Contrary to Tormey's assertion, we find the district court did not err by granting judgment as a matter of law on Tormey's counterclaims. Although Tormey does not specify the particular theory of estoppel upon which he relies, based on the claims he alleges and cases he cites, we find he is relying on promissory estoppel to toll the statute of limitations. See Bracewell v. U.S. Bank Nat'l. Ass'n., 748 F.3d 793, 796 (8th Cir.2014) (finding “[a] claim is more appropriately analyzed under the doctrine of promissory estoppel, not equitable estoppel, where representations upon which the plaintiff allegedly relied are more akin to statements of future intent than past or present fact”) (alteration in original) (internal quotation marks and citation omitted). Under Minnesota law, oral promises which constitute a credit agreement within the ambit of § 513.33 cannot be enforced under a theory of promissory estoppel; the promises must be in writing. See Bracewell, 748 F.3d at 796 (affirming the dismissal of a complaint alleging promissory estoppel because the claim of an oral agreement was barred by the Minnesota Credit Agreement Statute); BankCherokee, 779 N.W.2d at 903 (affirming summary judgment because the appellant could not assert promissory estoppel as an affirmative defense on the basis of an oral promise which constituted a credit agreement under § 513.33 ); Christensen v. PennyMac Loan Servs., LLC, 988 F.Supp.2d 1036, 1044 (D.Minn.2013) (citing cases standing for the proposition that allowing parties to assert promissory estoppel as a mechanism to enforce an alleged oral promise would constitute an “end run” around the writing requirements of § 513.33 ). As a result, Tormey cannot assert promissory estoppel on the basis of the “walk-away agreement” to toll the statute of limitations because there is not a writing evidencing the “walk-away agreement.” We therefore find the district court properly determined Tormey's counterclaims were time-barred.
III
Tormey finally argues the magistrate judge abused his discretion by denying the majority of Tormey's motion to compel answers to discovery requesting “sales levels for other [St.

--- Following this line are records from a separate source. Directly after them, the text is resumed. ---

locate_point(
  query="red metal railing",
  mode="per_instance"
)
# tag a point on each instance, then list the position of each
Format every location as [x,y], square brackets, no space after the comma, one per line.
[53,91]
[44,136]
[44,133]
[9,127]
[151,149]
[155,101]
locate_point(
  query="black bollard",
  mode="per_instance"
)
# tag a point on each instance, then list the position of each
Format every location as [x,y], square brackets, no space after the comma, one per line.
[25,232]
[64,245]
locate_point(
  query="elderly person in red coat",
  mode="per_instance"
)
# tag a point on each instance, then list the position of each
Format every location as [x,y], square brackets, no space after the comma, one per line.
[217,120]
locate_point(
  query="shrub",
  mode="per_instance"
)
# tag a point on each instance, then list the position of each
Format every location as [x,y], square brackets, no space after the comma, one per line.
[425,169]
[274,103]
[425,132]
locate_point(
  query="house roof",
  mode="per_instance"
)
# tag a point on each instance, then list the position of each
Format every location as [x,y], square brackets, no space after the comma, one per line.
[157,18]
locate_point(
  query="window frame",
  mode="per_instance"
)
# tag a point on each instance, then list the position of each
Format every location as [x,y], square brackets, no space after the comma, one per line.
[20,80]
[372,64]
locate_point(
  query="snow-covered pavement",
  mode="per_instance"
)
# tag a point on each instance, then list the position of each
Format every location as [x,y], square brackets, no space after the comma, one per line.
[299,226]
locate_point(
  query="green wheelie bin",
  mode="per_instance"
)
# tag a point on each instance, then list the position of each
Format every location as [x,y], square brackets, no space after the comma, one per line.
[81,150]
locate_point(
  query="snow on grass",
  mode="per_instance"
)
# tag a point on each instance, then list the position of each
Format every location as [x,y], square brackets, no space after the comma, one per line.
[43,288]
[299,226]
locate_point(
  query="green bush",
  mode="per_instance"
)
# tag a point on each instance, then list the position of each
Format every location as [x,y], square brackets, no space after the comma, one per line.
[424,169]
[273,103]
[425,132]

Jude] cardiac sales reps, their conversion to employee status or dismissal, and related issues.” The magistrate judge granted Tormey's motion for only one territory for which Tormey sought information. As a consequence of the magistrate judge's limitation on discovery, Tormey contends he was unfairly prevented from developing a defense at trial that St. Jude terminated Tormey without cause. We, however, are without jurisdiction to decide this issue because Tormey did not object to the magistrate judge's order. See Fed.R.Civ.P. 72(a) (stating that upon issuance of a magistrate judge's order on a nondispositive issue, “[a] party may not assign as error a defect in the order not timely objected to”); McDonald v. City of St. Paul, 679 F.3d 698, 709 (8th Cir.2012) (finding a party could not challenge a magistrate judge's nondispositive pretrial discovery order on appeal because he did not timely file objections before the district court).
IV
For the foregoing reasons, we affirm.